A 27-year-old Nigerian real estate entrepreneur, Ayobami Akindipe, has been named a 2025 Forbes Africa 30 Under 30 honouree — a milestone that, on the surface, reads like another success story in a booming industry.
Reflecting on his journey, Akindipe had no home, no savings, and no safety net five years ago.
“What I did have was a relentless belief in the value of people — and the possibility of property.
“I didn’t have funding. I didn’t have backing. I barely had a place to sleep,” he narrated.
ACE Real estate, his brand, has since delivered over 100 housing units across Nigeria, remained 100% debt-free, and created jobs for thousands — all without external funding.

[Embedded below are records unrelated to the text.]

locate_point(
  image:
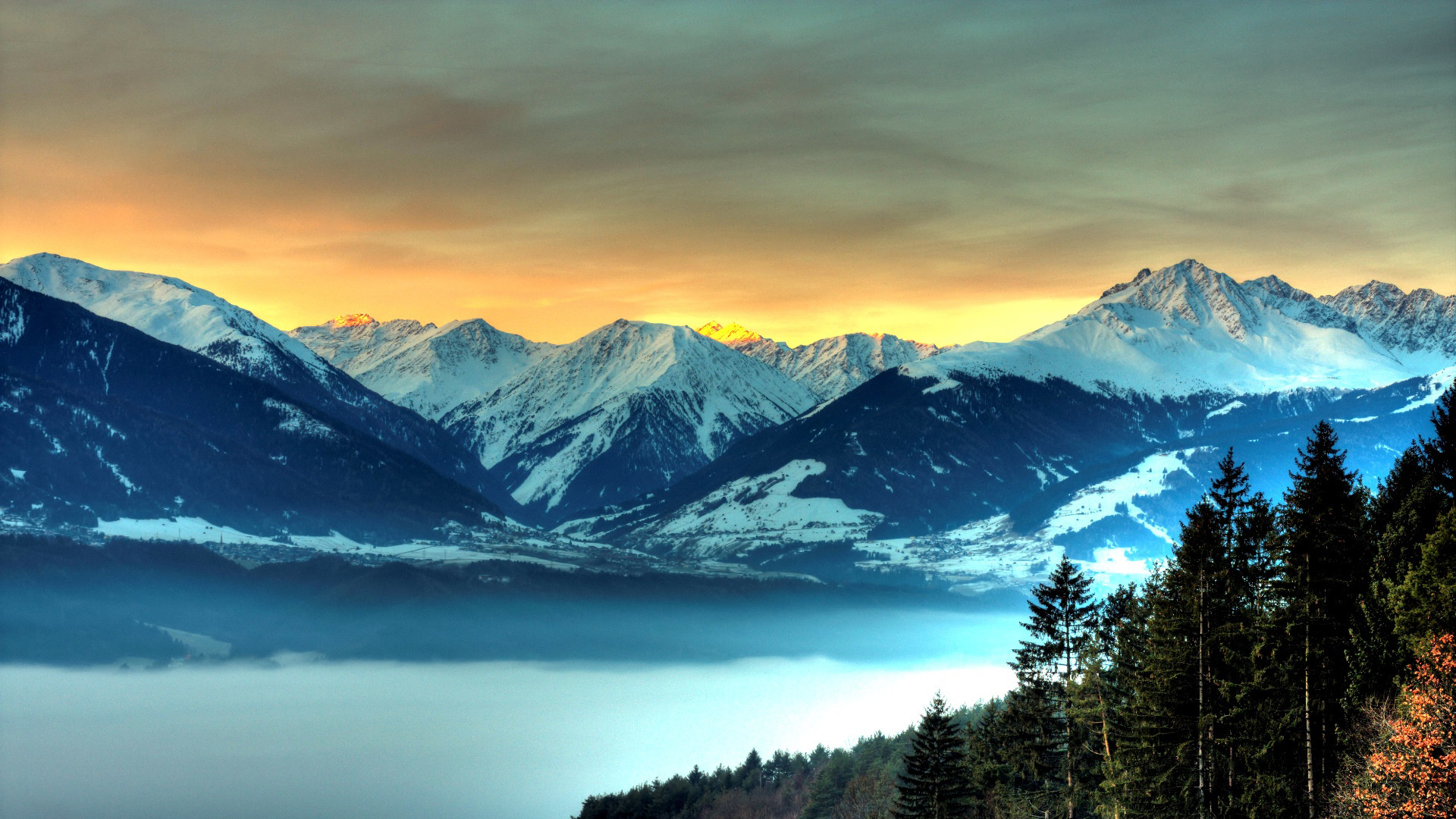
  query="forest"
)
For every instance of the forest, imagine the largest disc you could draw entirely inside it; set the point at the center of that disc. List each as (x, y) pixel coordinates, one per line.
(1293, 657)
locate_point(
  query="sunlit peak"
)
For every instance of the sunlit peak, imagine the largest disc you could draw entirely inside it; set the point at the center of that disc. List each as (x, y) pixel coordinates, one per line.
(353, 319)
(728, 334)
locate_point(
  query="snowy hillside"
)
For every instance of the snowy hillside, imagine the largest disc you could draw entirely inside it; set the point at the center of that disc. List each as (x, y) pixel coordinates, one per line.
(1419, 327)
(430, 369)
(625, 410)
(102, 422)
(1180, 331)
(1088, 436)
(829, 368)
(172, 311)
(177, 312)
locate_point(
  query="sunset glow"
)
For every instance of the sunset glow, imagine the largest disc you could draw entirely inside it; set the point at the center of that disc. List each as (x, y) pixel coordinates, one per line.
(807, 172)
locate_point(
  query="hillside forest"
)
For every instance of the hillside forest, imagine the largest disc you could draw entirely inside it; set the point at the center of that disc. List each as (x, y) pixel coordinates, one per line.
(1293, 657)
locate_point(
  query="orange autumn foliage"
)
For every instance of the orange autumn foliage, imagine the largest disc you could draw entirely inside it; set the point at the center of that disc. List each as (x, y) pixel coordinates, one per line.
(1411, 773)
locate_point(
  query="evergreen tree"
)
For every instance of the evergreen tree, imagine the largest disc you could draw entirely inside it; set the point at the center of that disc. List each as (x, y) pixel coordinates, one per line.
(1063, 620)
(1324, 566)
(1440, 452)
(934, 783)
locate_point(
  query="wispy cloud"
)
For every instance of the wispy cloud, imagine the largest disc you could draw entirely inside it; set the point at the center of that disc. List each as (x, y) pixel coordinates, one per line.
(805, 168)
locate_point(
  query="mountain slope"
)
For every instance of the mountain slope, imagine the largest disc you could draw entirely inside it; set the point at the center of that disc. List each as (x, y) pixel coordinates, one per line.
(425, 368)
(829, 368)
(1134, 395)
(104, 422)
(625, 410)
(1419, 327)
(1181, 331)
(177, 312)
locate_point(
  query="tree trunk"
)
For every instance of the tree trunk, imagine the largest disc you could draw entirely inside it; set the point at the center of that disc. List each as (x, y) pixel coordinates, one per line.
(1068, 704)
(1310, 733)
(1107, 745)
(1203, 802)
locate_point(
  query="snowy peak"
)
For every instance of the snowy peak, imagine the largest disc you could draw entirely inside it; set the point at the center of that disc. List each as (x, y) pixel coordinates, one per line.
(731, 334)
(351, 319)
(626, 409)
(1277, 295)
(1185, 330)
(343, 341)
(628, 356)
(181, 314)
(425, 368)
(1417, 327)
(1187, 297)
(827, 368)
(168, 309)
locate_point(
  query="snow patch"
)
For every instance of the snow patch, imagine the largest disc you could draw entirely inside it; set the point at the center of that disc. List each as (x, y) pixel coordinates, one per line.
(191, 529)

In a real estate market flooded with speculative development and risky loans, Akindipe’s approach is radical, which is “don’t owe what you can’t repay, and don’t promise what you can’t build”.

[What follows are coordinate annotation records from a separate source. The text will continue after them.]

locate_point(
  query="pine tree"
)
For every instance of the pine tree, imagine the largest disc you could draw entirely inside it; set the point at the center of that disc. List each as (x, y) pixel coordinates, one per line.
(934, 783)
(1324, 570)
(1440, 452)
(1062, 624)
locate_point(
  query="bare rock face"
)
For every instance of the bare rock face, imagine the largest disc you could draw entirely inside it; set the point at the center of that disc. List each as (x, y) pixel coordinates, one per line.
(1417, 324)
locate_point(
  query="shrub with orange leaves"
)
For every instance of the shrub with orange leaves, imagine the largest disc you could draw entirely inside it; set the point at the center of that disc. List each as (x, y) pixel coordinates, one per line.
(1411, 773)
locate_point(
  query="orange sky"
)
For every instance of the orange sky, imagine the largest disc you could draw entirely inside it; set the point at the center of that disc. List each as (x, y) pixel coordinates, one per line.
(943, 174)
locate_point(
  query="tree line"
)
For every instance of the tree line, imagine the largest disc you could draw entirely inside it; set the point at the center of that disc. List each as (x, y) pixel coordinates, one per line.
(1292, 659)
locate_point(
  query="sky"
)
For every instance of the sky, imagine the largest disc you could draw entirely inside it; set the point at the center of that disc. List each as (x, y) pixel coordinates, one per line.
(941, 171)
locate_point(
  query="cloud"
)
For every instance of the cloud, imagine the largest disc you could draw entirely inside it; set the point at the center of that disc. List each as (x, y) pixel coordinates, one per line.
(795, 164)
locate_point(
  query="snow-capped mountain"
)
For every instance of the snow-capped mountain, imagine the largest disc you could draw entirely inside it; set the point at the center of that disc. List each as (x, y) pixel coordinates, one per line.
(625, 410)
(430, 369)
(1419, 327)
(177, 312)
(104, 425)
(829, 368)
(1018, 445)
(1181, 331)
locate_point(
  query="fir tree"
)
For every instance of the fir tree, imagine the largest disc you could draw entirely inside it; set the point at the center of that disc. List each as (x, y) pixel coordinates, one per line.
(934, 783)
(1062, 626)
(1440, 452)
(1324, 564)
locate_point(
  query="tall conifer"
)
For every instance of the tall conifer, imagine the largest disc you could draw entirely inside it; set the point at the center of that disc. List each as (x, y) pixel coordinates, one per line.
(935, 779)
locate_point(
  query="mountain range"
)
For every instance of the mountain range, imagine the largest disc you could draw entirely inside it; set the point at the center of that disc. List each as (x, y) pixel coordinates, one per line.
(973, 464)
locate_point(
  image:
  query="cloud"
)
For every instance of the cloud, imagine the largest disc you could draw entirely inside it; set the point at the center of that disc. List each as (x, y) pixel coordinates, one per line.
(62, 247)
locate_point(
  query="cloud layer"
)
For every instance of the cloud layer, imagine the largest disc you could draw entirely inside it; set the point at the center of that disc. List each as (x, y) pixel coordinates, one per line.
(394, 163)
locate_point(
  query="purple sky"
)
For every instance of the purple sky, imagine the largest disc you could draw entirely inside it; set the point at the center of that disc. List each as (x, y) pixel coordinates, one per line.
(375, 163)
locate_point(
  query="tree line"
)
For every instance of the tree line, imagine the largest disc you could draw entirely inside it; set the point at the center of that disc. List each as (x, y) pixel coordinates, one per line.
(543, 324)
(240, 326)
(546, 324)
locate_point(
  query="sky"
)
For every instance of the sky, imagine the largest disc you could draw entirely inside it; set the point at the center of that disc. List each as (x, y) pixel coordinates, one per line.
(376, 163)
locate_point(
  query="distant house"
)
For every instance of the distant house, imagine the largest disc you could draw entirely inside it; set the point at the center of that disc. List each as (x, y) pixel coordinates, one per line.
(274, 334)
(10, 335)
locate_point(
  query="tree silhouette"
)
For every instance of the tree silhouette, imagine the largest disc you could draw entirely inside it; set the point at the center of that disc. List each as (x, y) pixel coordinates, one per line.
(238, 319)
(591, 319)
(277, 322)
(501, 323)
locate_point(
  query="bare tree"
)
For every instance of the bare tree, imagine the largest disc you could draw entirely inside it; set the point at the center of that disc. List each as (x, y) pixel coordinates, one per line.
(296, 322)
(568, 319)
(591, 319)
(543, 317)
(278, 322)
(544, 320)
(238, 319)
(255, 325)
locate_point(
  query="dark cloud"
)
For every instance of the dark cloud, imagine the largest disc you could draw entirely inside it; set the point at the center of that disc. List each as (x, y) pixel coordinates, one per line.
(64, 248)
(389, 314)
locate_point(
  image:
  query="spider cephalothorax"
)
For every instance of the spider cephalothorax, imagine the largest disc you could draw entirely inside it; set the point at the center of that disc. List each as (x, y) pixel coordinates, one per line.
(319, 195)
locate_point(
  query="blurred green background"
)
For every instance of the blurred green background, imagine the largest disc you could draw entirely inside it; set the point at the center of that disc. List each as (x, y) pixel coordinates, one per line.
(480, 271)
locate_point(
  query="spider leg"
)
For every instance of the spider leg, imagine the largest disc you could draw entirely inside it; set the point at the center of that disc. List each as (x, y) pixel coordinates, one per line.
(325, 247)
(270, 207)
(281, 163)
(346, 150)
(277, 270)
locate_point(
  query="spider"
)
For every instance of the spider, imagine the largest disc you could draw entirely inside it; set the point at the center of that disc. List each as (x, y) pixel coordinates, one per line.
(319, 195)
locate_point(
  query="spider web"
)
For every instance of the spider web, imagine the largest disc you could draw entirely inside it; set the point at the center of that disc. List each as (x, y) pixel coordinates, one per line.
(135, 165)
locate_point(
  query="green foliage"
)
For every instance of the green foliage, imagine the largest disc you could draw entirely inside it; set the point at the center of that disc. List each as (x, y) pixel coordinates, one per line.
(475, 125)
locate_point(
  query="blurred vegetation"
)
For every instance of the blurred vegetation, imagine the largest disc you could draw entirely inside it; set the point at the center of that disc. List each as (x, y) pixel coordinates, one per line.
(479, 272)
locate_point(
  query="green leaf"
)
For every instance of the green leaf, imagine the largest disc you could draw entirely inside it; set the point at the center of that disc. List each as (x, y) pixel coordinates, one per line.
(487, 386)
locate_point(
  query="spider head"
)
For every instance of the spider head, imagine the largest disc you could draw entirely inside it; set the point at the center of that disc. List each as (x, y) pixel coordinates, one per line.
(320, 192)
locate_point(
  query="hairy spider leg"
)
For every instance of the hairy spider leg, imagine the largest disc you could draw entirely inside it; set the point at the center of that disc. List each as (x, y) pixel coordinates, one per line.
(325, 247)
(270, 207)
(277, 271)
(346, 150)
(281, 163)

“People think growth must come from leverage. But we’ve shown that financial independence can also scale,” he said.
Through ACE Academy, his educational initiative, over 25,000 young Africans have received free training in real estate and entrepreneurship.

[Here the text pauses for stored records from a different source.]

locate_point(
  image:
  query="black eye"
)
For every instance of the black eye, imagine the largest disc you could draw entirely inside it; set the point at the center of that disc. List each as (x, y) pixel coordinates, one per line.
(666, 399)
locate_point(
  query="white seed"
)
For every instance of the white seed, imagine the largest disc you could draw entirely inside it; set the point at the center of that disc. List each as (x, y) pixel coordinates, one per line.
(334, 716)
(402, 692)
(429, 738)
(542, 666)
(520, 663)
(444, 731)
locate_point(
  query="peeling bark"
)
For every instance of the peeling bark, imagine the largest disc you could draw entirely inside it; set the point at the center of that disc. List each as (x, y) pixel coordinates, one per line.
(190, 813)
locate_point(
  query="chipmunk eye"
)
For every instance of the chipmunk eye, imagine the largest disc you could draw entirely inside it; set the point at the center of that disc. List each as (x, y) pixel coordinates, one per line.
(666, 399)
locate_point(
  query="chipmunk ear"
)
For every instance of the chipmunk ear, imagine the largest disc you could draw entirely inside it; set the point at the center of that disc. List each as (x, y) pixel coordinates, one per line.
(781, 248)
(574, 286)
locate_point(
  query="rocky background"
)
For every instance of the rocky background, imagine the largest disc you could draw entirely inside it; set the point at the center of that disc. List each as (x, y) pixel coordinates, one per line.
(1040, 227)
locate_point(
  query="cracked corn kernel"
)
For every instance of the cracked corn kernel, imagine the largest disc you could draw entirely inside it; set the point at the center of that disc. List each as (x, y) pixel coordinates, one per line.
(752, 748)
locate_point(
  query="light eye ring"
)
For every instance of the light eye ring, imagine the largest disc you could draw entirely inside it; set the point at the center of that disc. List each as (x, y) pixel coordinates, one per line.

“We’ve watched street hawkers become property consultants. It’s not just about houses — it’s about giving people back their agency,” he noted.
Many of those trained through ACE now earn substantial incomes, own property, and run independent firms — a ripple effect Ayobami refers to as “Our real ROI: return on impact.”
Today, Ayobami is expanding beyond Nigeria. With platforms like PropStock — a proptech innovation aimed at making global real estate investment accessible to Africans — and housing projects like Ibile City and Bless Resort, he’s reimagining what inclusive development could look like on the continent.
Prior to the Forbes’s acknowledgement, Akindipe has been a quiet symbol of hope for years. His journey — from sleeping on sidewalks to reshaping skylines — isn’t merely inspirational; it’s instructional.
According to him, “In a country where the odds are stacked and the system uneven, we have proven that faith, strategy, and service still work.
“And now, it’s also history — written not in headlines or hashtags, but in housing units, healed families, and hope restored.”